Entrenamiento de la fuerza: reflexiones para su comprensión y entrenamiento en base a la información actual (II)

En anteriores entradas (ver) tratábamos de exponer algunas cuestiones que pudiesen alimentar la reflexión en el intento de ayudar a la compresión de mucho de los términos y conceptos relacionados con el entrenamiento de la fuerza en programas de acondicionamiento físico saludable. Quizás algo muy necesario en base a la enorme cantidad de investigación e información que actualmente se maneja y que exige una constante revisión y actualización. Por ello seguiremos desarrollando algunas reflexiones más en esta y sucesivas entradas de este blog.

Una cuestión muy interesante y sobre la que sería necesario cierto análisis, se relaciona con el concepto de “intensidad” en el entrenamiento de la fuerza en programas de acondicionamiento físico saludable. Para expresar la intensidad de entrenamiento, uno de los parámetros más utilizados en la literatura científica es la referencia del valor de la repetición máxima (1RM), expresando la intensidad como un porcentaje de dicha RM. También es utilizado el número máximo de repeticiones que se puede realizar con una resistencia determinada (y su relación con el valor teórico de 1RM).

Debemos empezar cuestionándonos lo adecuado de estos dos formatos para el objetivo pretendido (determinar y definir la variable de intensidad del ejercicio). Aunque la utilización del valor del % en base al valor teórico de 1RM es un “gold stand” en la literatura científica (cuestión que mecería también cierto análisis máxime considerando el enorme avance tecnológico en los últimos años) y que su utilización en el terreno práctico puede tener alguna ventaja (como servir para la programación de un amplio número de deportistas de forma simultánea o su utilidad para expresar los valores absolutos en forma de dinámica y evolución de la “carga”) [1, 2], se hace necesario replantearse su valor y utilidad para, quizás, poder llegar a definir una forma más adecuada, completa y aplicable de definir la variable de “intensidad”.
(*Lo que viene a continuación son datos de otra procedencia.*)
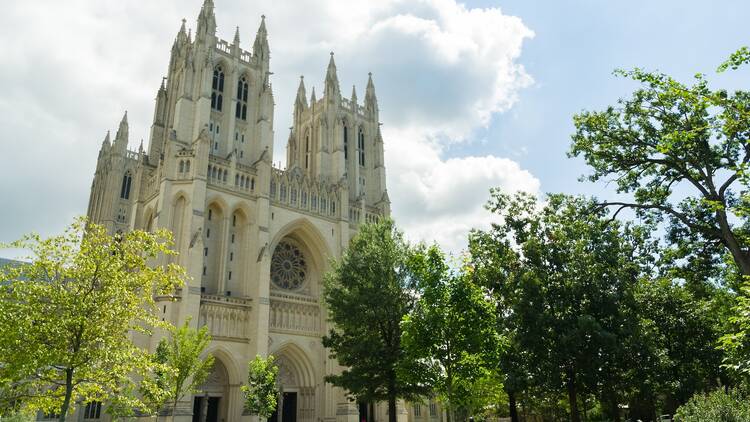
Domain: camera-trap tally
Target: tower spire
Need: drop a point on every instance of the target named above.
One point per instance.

La medición directa del valor de la RM podría suponer un esfuerzo excesivo y también poco útil (por dependencia del estado psico-biológico individual actual y su enorme variabilidad tanto en sujetos inexpertos como entrenados) amén de la limitada precisión de la medida especialmente en sujetos inexpertos. Además los datos que se obtienen en tal valoración clásica podría estar más relacionado con el valor de la resistencia que puede desplazarse de manera completa una vez (rendimiento en acción miométrica y condicionada por el punto de menor eficacia mecánica en todo el ROM) que con el valor de fuerza máxima del sujeto. También podría ocurrir que no se haya medido correctamente dicha RM (considerando la velocidad media de dicha RM, lo que podría suponer subestimar dicha medida con lo que ello supondría tanto a nivel de validez y para su posterior utilización en la programación del entrenamiento) [2,3,4,5,6].
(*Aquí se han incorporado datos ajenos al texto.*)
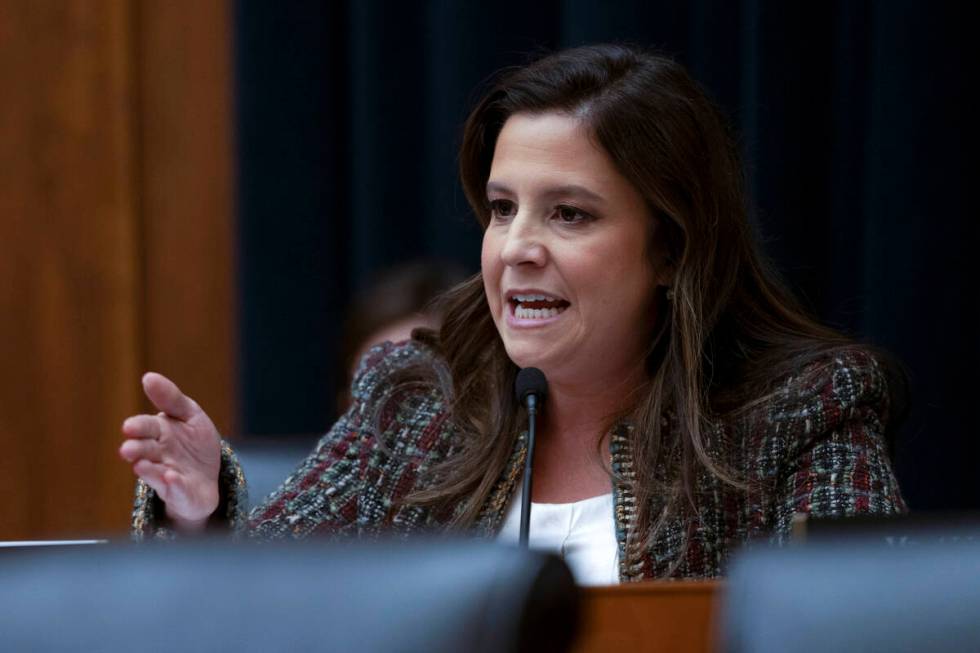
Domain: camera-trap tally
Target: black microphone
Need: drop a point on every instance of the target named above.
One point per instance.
(531, 388)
En la actualidad con la tecnología apropiada (algunos encoders como el T-force de nuestros queridos compañeros y amigos el Dr. Luis Sánchez y el Profesor Carlos Pérez) permiten estimar el valor de RM sin necesidad de alcanzar la última repetición (con las enormes ventajas que todo ello puede conllevar) e incluso un control mucho más preciso del entrenamiento mediante un adecuado control de valores como la velocidad media propulsiva, etc…esta tecnología, actual y desgraciadamente, todavía no es solo difícilmente accesible a los especialistas en fitness, sino que existen limitaciones para el posible conocimiento e interpretación de mucha de esta información en esta área (lo cual no quiere decir que no se deba atender a la necesidad de acceder a dicha información y preparar un futuro, que en realidad es ya un presente, con un gran acceso a la tecnología)

Otras de la formas de expresar la intensidad es mediante la determinación de un número de repeticiones máximas con una resistencia determinada. En este caso si se pretendiese realizar un test de máximo número de repeticiones para una resistencia (por ejemplo 5RM, 8RM, etc…) se debe considerar que su realización puede ser tan fatigante o más que el realizar 1RM (¿a qué velocidad estaríamos realizando la última repetición?) y que esta propuesta tampoco está exenta de problemas y limitaciones, como la pérdida de fiabilidad a partir cierto número de repeticiones, influencia de la fatiga y de la velocidad de ejecución en dicho proceso. De igual manera tampoco el entrenamiento utilizando este tipo de estrategia (máximo número de repeticiones para la resistencia dada) es la mejor ni más eficaz y saludable manera de afrontar un programa de entrenamiento de la fuerza [3] (aspecto que ya fue tratado en una anterior entrada ) .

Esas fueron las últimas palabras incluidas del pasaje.